The preferential localization of memory CD8+
T cells to the LNs draining the site of infection, observed by us in this paper and by others (Hogan et al., 2001
; Marshall et al., 2001
; Jelley-Gibbs et al., 2005
; Zammit et al., 2006
), is a potentially useful adaptation for the adaptive immune system to deal with repeat infections by a given pathogen. This strategy allows for rapid mobilization of the memory response through a concentration of central memory cells in the LNs draining the likely site of subsequent infection. Using the DTR mouse model, we demonstrate that elimination of the critical CD103+
RDC from the influenza-infected respiratory tract before the RDC migration to the DLN substantially decreases the numbers of virus-specific endogenous (wild type) memory CD8+
T cells present in the DLN within days of RDC elimination. Furthermore, adoptive transfer of DC (but not alveolar macrophages) into the respiratory tract of DTx-treated DTR mice restores memory T cell numbers within the DLN. Although strong inflammatory stimuli can alter the architecture of LNs draining the site of the inflammatory stimulus, resulting in preferential accumulation of T cells within the DLN (Soderberg et al., 2005
), our findings, in particular the rapid loss of memory T cells from the DLN after RDC depletion from the lungs, are more consistent with an active role for these migrant viral antigen-bearing RDCs in retaining memory cell numbers within the DLN. The nature of the interaction between the memory T cells and the RDC leading to T cell retention in the DLN remains to be elucidated. Our analysis (Fig. S7) does, however, indicate that the accumulation of the memory T cells in the draining MLN appears not to be a result of ongoing proliferation of the memory T cells. Rather, the elevated expression of CD69 would favor a model where the interaction of memory T cells with the migrant RDC results in the CD69-dependent (Shiow et al., 2006
) selective retention of the memory T cells within the draining nodes.

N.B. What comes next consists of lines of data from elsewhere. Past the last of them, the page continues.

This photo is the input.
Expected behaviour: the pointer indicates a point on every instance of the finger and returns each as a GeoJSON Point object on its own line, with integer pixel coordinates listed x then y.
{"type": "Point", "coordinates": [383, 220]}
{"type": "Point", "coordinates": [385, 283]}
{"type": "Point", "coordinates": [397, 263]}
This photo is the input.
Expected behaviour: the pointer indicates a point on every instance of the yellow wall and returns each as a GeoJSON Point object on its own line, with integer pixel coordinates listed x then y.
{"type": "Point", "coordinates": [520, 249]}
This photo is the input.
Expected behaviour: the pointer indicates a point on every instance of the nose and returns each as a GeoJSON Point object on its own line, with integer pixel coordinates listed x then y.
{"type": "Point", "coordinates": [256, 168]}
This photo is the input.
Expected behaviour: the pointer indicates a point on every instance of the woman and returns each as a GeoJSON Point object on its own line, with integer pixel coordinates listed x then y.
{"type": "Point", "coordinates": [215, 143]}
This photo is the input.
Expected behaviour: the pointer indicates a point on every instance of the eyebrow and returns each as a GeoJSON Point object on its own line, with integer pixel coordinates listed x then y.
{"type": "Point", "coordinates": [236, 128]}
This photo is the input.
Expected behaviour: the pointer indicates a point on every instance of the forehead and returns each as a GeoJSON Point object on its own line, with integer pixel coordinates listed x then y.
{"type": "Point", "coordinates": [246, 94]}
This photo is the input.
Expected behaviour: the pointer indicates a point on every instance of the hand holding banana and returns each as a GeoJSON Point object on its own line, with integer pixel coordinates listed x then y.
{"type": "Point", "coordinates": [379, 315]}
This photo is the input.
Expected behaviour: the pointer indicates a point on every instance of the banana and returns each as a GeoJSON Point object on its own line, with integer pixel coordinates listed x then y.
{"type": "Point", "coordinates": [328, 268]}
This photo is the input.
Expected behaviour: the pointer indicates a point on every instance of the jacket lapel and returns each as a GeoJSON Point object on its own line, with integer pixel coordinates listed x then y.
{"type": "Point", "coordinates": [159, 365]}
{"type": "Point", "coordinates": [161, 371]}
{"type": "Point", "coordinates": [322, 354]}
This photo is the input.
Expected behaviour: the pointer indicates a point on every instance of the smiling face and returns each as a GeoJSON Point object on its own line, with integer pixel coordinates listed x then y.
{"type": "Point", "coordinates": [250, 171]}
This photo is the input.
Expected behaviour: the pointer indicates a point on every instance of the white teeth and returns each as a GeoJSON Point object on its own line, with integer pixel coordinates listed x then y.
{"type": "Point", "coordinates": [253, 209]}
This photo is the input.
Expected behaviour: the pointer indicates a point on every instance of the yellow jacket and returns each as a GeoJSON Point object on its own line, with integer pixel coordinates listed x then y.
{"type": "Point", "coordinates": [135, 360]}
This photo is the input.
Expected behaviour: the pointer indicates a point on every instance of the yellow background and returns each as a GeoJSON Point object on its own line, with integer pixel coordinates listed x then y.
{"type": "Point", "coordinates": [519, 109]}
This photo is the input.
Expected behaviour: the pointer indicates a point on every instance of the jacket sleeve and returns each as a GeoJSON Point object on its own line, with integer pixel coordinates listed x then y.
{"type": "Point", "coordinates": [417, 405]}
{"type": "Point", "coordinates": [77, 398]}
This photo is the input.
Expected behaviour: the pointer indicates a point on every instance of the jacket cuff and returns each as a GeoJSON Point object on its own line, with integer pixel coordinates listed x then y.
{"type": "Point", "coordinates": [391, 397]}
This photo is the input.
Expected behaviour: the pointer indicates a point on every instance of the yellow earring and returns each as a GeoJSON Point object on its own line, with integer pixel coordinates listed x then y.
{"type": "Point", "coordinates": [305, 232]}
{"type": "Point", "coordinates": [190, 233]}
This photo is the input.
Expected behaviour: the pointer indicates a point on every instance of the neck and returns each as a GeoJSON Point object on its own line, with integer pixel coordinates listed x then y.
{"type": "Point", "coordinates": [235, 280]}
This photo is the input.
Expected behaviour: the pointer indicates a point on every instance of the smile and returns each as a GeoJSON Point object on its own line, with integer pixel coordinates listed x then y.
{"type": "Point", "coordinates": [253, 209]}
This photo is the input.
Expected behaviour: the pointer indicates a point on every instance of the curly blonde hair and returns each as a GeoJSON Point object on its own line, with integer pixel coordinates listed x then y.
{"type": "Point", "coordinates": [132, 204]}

In summary, our study provides insight into the process by which viral antigen persists after acute respiratory virus infection and the mechanism through which the prolonged in vivo antigen presentation occurs. Our results suggest that RDCs found at the site of primary infection (i.e., the lungs) play a pivotal role in sampling the residual viral antigen and, upon migration to the DLN, directly present the in vivo–processed peptides to the antigen-specific T cells. As a consequence, this ongoing residual antigen recognition by memory T cells may be an important event resulting in the selective enrichment of virus-specific memory T cells in the DLN after the clearance of infectious agent. This enriched population of antigen-specific T cells maintained in the antigen DLN would likely provide a more rapid and robust recall T cell response to a reinfection. These findings suggest that immunization strategies using long-lasting vaccines deposited at body surfaces where the target pathogen enters the body (e.g., the respiratory tract or GI tract) may be the most effective way to sustain and recall a memory adaptive immune response.